Man könnte argumentieren, dass Hendrichs Rote Karte, nachdem sie Griedge Mbock an den Haaren gezogen hatte, Deutschlands Aufgabe tatsächlich vereinfachte. Dennoch hätte es eines mutigen Sehers bedurft, zu diesem Zeitpunkt etwas anderes als einen französischen Sieg vorherzusagen, insbesondere nach der Verletzung von Sarai Linder als Rechtsverteidigerin. Doch ihre Ersatzspielerin Sophia Kleinherne war herausragend, ebenso wie die beiden starken Spielerinnen, die Christian Wück vor dem Spiel nominierte: Giovanna Hoffmann im Sturm und Franziska Kett als Linksverteidigerin.

Kleinherne brachte den ganzen Abend nur zwei Pässe an, Brand nur acht. Aber das waren natürlich nicht die wichtigsten Meilensteine. Man denke nur an Rebecca Knaaks 13, Janina Minges elf, die 16 Tacklings und Sjoeke Nüskens erstes Turniertor. Und natürlich hielt Berger neun Bälle, eine Torhüterin, die man sich für diese Aufgabe hätte aussuchen können, da sie weniger auf flüssige Ballführung als vielmehr auf schiere, kämpferische Abwehr setzte. — Berger war nach einigen Fehlpässen bei der 1:4-Niederlage gegen Schweden stark in die Kritik geraten. Und natürlich steht ihr altmodischer Stil manchmal im Widerspruch zum progressiveren, ballbesitzorientierten Fußball, den das moderne Deutschland spielen möchte. Aber wenn sie ein Tor schießt, verteidigt sie es mit aller Kraft. Sie hat Schilddrüsenkrebs zweimal besiegt. Mit einer Flanke nach innen kann sie wahrscheinlich umgehen.

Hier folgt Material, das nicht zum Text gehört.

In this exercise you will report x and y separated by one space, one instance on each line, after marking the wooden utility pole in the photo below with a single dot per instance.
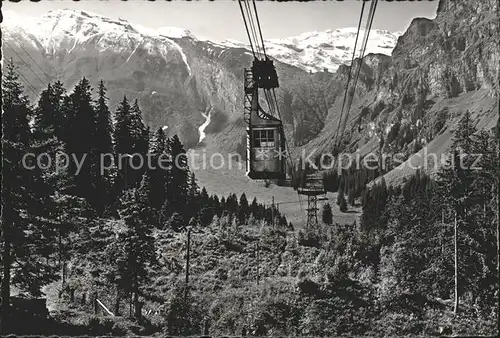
498 209
455 308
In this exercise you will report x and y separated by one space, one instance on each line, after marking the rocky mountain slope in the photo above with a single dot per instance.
180 80
438 69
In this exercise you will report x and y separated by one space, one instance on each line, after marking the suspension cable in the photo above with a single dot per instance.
246 28
350 70
371 15
27 65
260 31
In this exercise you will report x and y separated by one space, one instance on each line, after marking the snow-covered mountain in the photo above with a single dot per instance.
317 51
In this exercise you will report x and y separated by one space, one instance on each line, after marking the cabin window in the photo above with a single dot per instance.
263 138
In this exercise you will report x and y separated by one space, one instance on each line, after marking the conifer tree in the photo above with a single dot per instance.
243 209
80 140
178 185
327 215
160 172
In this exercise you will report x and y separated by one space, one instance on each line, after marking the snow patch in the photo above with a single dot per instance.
205 124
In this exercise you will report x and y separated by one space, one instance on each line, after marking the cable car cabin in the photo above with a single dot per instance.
264 74
266 148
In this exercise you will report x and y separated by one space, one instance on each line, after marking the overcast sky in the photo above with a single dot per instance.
220 20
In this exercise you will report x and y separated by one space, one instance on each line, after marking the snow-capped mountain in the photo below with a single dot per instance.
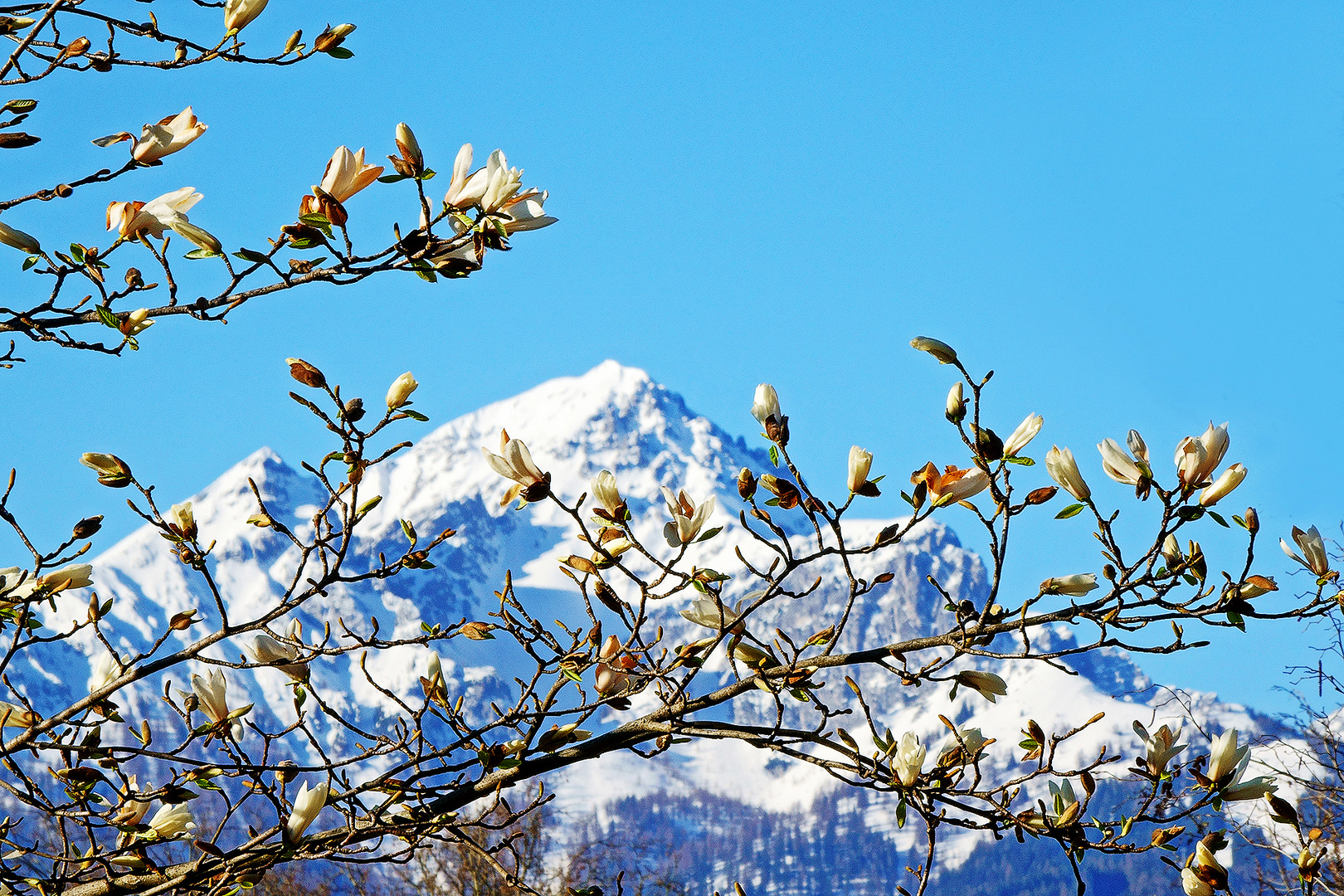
611 418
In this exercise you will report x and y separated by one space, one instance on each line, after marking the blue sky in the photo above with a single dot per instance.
1133 214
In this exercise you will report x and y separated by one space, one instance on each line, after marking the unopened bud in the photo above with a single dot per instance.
746 484
332 38
409 148
956 405
88 527
305 373
1040 496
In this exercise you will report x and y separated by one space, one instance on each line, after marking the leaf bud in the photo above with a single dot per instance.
746 484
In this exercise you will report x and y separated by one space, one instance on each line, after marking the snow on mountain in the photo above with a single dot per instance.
611 418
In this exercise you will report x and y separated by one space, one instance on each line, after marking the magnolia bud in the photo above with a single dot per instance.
332 38
410 149
305 373
746 484
112 470
956 405
88 527
944 353
401 390
1040 496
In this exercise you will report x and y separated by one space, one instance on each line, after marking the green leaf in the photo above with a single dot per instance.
319 221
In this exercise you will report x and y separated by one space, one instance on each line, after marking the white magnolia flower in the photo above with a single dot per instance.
944 353
860 462
1196 458
502 182
102 672
1064 469
908 759
767 405
1074 586
713 614
158 140
307 805
608 496
526 212
1160 747
347 173
401 390
136 219
466 187
63 579
1025 433
268 650
212 696
687 518
1313 551
1118 465
173 821
1230 479
132 811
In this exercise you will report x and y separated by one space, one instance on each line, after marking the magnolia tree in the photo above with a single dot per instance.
78 293
101 804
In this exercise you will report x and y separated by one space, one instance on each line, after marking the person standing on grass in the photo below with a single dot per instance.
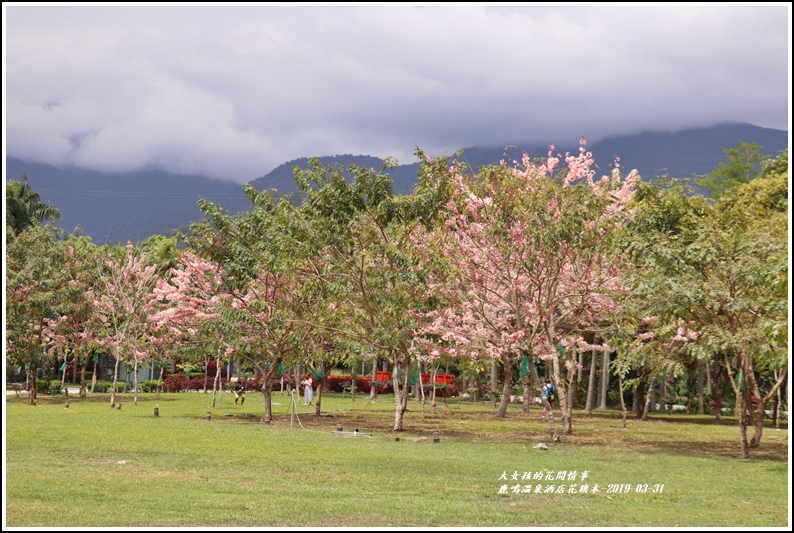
239 392
308 390
549 394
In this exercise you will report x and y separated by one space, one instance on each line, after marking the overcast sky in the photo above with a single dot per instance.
234 91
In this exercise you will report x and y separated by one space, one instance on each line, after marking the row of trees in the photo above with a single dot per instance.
536 259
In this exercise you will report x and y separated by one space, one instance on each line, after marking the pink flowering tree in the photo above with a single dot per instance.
122 298
47 314
266 312
186 307
526 264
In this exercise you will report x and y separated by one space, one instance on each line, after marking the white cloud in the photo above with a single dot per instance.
233 92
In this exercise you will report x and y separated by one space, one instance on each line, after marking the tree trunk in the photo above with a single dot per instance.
31 384
507 388
494 376
562 391
206 372
135 380
319 399
268 379
701 379
82 377
400 379
716 391
373 390
623 404
591 386
638 401
115 380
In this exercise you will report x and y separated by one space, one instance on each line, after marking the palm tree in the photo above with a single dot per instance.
24 208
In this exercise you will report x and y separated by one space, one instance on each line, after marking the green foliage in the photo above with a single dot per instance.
744 161
56 386
24 208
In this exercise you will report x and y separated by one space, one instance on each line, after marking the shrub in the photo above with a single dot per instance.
339 383
195 384
150 385
56 386
383 387
42 386
175 382
106 386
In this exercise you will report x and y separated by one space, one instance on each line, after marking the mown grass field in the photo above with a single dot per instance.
92 466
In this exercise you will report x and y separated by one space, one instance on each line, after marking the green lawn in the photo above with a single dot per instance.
92 466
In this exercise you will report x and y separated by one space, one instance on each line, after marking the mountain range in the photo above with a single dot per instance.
112 208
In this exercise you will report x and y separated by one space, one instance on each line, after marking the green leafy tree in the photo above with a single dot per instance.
744 165
361 230
711 282
24 208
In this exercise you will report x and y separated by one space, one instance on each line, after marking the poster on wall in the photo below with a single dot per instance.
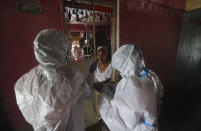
75 35
28 6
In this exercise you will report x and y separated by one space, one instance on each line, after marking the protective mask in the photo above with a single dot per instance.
122 75
143 72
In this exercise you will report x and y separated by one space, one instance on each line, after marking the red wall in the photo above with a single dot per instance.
155 33
17 34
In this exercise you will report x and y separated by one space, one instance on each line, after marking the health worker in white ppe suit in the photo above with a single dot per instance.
135 104
49 94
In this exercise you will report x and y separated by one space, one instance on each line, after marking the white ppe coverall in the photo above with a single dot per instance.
134 105
49 94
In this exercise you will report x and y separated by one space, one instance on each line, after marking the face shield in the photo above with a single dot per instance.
128 60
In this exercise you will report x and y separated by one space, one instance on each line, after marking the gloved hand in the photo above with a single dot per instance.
103 99
99 87
93 65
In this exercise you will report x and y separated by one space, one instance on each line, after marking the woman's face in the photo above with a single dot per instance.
102 55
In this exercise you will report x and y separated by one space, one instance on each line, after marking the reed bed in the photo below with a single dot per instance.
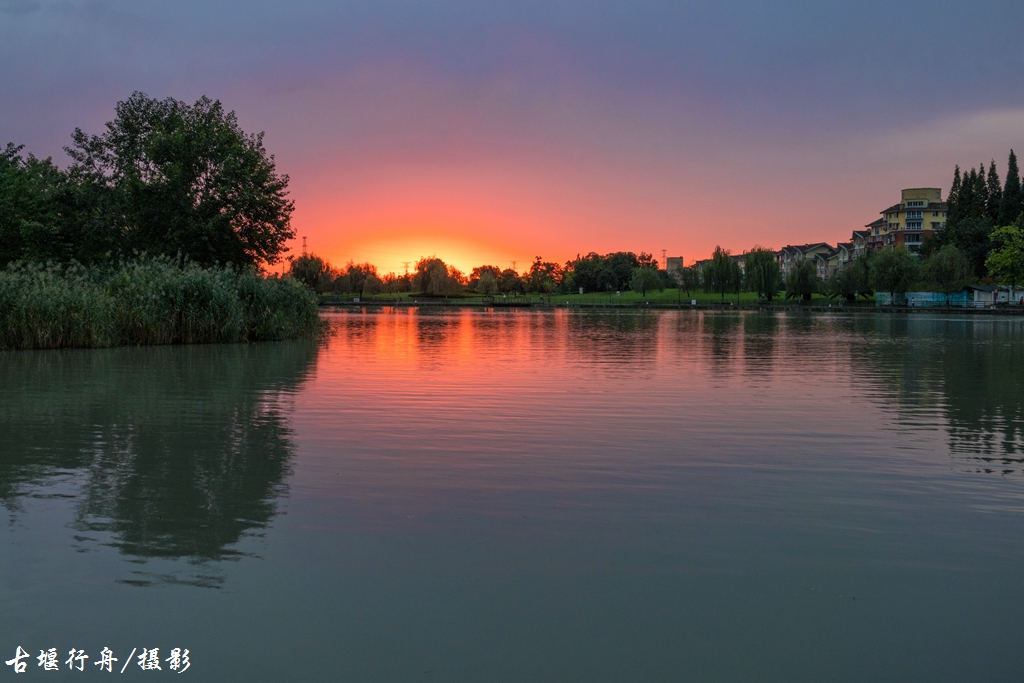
147 301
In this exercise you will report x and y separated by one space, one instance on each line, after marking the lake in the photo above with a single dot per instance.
519 496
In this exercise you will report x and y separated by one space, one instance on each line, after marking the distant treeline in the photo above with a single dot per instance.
153 235
593 272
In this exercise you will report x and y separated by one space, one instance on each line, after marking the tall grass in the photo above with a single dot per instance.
147 301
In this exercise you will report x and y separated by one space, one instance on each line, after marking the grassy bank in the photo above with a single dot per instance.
147 301
670 297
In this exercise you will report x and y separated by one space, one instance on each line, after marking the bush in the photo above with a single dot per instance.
147 301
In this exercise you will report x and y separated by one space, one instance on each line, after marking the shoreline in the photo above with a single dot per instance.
553 305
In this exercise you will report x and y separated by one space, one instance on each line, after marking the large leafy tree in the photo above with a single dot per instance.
721 274
763 273
844 284
186 179
312 271
894 270
802 281
645 278
947 270
1006 262
971 236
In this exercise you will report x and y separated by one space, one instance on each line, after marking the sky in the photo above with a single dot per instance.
495 132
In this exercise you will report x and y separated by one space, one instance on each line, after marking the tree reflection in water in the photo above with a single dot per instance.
966 368
173 453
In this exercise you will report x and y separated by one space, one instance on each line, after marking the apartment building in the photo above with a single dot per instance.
920 213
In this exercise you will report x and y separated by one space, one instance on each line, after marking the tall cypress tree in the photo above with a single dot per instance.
979 201
1011 208
967 194
952 201
994 194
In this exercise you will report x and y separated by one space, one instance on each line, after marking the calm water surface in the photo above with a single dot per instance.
503 496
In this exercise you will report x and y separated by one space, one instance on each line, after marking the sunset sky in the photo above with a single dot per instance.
499 131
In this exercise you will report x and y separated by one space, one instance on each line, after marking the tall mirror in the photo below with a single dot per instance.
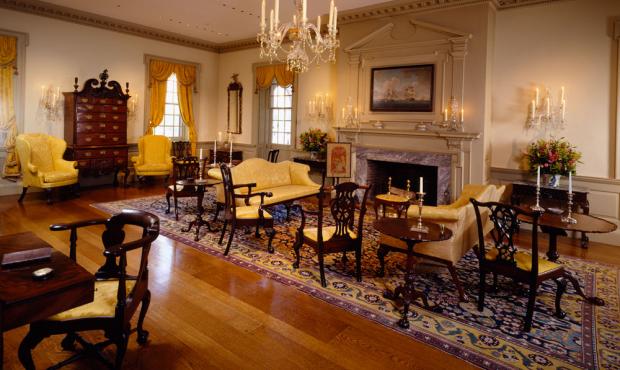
235 92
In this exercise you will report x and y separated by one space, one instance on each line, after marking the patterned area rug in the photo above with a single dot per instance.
588 337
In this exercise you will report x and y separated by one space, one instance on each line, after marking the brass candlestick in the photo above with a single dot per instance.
420 226
537 207
569 217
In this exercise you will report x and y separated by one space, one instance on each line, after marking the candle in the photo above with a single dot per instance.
262 15
304 7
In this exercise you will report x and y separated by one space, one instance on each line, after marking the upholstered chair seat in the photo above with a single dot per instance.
42 164
153 157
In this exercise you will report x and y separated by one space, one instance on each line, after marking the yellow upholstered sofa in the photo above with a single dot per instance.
459 217
154 158
286 180
42 165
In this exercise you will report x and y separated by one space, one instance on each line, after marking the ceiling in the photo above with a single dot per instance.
215 21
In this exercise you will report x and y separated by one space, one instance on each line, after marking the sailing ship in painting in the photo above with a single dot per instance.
403 89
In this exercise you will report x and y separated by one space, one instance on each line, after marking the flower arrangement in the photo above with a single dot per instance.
314 140
554 156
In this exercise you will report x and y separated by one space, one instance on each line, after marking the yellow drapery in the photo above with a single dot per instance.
8 68
266 74
159 72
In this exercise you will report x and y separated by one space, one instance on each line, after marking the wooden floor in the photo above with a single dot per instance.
208 313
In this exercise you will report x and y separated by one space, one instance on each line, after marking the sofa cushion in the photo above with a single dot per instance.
284 193
58 176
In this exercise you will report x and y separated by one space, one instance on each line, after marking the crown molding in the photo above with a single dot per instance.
397 7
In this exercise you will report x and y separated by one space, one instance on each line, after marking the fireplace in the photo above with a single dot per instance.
375 165
378 173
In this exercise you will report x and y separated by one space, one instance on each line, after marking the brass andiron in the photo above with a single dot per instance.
569 219
420 226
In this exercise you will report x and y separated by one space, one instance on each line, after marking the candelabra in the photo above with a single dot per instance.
50 102
305 38
350 116
420 226
545 114
451 119
569 217
320 108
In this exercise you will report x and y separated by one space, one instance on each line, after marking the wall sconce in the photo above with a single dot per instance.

Während die Minuten verstrichen, Frankreich ein Tor aberkannt wurde und Deutschland einen eigenen Elfmeter verschoss, begannen die deutschen Fans hinter Bergers Tor langsam, sich für ihre Aufgabe zu begeistern. Die französischen Spieler zeigten zunehmend verzweifelte Mienen und negative Körpersprache, erdrückt von der Last, dieses Spiel mehrmals gewinnen zu müssen, nur um es einmal zu gewinnen. — Oder vielleicht auch gar nicht. Denn nach zwei Stunden und 13 Elfmetern war Berger wieder in Hochform. Amel Majri hatte als Erste versagt, dann verwandelte Berger selbst einen Elfmeter, und nun schoss Alice Sombath in angenehmer Höhe, und wieder einmal beherrschte Berger Winkel und Zeit. Sie schlug den Ball weg. Erhob sich auf die Knie. Und in den Augenblicken, bevor ihre siegreichen Teamkolleginnen sie belagerten, kniete Berger einfach nur da: flehte uns an, sie zu bewundern, eine Frau, die trotz allem nie aufgehört hatte, an sich zu glauben.